Clinton said it "needs some fixing.

"But the worst thing we could do is go back to the way it was," he said.

Clinton never mentioned the environmental measures that have made President Barack Obama so unpopular in West Virginia (and which Hillary Clinton broadly supports) but he did talk about the decline of coal jobs.

Coal employment in America peaked in 1920 and production peaked in 1950, Clinton said.

"I can't resolve all the coal issues," he said. "We know that at some pace or another there is a trend underway that probably cannot be reversed. Nobody has a right to claim anybody's life over it, to take the best years of their life away. No county in America should have a disability check as its main source of income."

Where are the windmill assembly factories and the solar plants, Clinton asked.

"We can't turn our back on mining communities," he said. "If we're going to go into the future, shouldn't we give preference to the places that have benefited us in the past?"

Clinton opened his speech by briefly touching on the recent shooting at a community college in Oregon.

"Those of us who grew up in hunting country," Clinton said, "most of us think it's kind of crazy that we don't do background checks."

A Manchin-led proposal to expand background checks failed after it was filibustered in the Senate in 2013. Manchin said on Friday that he had no plans to revive the bill.

While he spoke on a broad array of specific topics, Clinton said that, ultimately, there are only three things that really matter: Are people better off than when you started, do children have a brighter future and are we going forward together, leaving nobody behind.

"This is a job," he said about governing. "It is not about hot air, it's about real promise, real opportunity."

Manchin, who wasted no time endorsing Hillary Clinton for president, personally requested that Clinton speak at the annual fundraiser.

He introduced Clinton, calling him, with no apparent hyperbole, "the greatest president we've ever had."

Clinton said that he watched all five hours of the first two Republican presidential debates and realized, "I don't belong here. I'm not mad at anybody."
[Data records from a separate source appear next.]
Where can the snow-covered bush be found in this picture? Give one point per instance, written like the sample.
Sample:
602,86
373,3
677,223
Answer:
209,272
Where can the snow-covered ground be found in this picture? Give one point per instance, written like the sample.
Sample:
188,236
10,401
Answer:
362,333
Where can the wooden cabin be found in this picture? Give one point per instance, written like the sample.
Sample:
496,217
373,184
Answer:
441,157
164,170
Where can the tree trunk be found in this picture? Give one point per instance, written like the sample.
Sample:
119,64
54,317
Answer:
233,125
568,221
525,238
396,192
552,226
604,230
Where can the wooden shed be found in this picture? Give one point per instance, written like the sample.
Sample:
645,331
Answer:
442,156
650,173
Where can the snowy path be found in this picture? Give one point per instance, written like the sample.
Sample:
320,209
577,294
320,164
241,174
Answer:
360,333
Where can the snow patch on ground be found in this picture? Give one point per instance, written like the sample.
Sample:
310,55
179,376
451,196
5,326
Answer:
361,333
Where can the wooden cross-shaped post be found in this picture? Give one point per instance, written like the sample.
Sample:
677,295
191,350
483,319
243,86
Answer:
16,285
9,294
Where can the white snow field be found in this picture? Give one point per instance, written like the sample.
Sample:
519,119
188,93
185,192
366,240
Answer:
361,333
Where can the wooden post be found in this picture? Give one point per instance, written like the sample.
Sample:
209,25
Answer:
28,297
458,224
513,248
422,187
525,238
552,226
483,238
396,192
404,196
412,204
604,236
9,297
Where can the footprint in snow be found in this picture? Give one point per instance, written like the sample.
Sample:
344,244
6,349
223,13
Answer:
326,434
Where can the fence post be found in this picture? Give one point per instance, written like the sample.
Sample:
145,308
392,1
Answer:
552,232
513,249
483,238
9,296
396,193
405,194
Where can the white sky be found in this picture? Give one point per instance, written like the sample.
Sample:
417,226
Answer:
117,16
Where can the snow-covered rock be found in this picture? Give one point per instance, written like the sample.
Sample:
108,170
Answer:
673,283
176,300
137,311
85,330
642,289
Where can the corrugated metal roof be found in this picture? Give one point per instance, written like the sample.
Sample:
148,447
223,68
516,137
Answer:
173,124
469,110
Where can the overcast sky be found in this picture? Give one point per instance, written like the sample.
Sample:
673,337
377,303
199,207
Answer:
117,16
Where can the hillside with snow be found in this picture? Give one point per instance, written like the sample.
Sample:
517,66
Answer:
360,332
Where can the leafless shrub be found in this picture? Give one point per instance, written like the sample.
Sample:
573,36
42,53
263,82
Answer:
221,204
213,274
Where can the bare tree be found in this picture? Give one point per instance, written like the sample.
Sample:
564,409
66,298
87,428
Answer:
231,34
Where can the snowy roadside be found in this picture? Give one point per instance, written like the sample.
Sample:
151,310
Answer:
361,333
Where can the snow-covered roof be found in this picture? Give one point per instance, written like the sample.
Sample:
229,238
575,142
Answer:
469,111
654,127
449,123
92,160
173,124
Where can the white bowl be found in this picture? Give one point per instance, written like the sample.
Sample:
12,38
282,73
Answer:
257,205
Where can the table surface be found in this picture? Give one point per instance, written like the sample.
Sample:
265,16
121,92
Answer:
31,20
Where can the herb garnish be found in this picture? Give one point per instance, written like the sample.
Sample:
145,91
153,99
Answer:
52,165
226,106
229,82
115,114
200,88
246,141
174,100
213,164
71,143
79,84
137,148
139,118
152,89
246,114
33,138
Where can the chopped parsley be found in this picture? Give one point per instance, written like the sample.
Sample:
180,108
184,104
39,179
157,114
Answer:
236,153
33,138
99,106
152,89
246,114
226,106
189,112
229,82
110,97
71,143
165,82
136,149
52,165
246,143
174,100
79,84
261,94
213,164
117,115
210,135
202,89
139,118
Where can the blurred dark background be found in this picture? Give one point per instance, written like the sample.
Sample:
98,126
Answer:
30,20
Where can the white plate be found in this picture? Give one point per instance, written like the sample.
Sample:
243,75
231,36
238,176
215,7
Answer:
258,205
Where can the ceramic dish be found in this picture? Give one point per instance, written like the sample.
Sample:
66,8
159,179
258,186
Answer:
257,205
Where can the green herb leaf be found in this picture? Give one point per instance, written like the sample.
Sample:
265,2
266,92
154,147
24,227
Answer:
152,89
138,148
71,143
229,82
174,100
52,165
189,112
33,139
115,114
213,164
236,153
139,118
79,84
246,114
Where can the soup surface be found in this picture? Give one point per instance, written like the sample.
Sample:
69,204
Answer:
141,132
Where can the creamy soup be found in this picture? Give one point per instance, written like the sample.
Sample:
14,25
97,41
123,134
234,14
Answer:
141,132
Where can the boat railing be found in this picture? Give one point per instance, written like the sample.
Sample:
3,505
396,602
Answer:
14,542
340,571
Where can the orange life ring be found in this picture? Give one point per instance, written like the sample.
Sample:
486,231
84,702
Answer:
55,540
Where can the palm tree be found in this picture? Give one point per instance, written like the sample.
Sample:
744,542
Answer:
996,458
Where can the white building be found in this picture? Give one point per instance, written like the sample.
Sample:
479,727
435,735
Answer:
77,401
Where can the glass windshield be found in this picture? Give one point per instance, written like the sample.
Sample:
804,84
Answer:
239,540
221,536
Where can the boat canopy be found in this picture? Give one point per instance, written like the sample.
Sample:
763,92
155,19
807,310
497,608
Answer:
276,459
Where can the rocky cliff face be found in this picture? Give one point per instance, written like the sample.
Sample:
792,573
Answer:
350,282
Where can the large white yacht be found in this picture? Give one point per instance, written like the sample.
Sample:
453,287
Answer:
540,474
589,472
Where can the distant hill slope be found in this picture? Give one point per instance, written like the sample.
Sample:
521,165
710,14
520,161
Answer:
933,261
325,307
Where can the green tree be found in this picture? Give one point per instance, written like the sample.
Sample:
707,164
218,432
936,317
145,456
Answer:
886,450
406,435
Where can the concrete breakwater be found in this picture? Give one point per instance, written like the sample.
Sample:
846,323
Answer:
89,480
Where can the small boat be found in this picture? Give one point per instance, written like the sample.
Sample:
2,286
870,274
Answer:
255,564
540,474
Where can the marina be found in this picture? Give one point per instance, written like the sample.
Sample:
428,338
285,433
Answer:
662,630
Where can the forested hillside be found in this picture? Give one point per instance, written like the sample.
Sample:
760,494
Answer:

In a not so subtle broadside at the Republican candidates, and in particular their frontrunner Donald Trump, Clinton said "you should not be able to insult or resent your way all the way to the White House."

The approximately 135 tables on the Civic Center floor were sold out, at a cost of $1,200 a piece. There was also smattering of audience in the first level of arena stands. Those tickets were priced at $50.

The state party did not pay a fee for Clinton to speak, but did cover travel expenses for him and his staff. Those expenses are "not trivial," party Vice Chairman Chris Regan said, but were a fraction of what his normal speaking fee would be.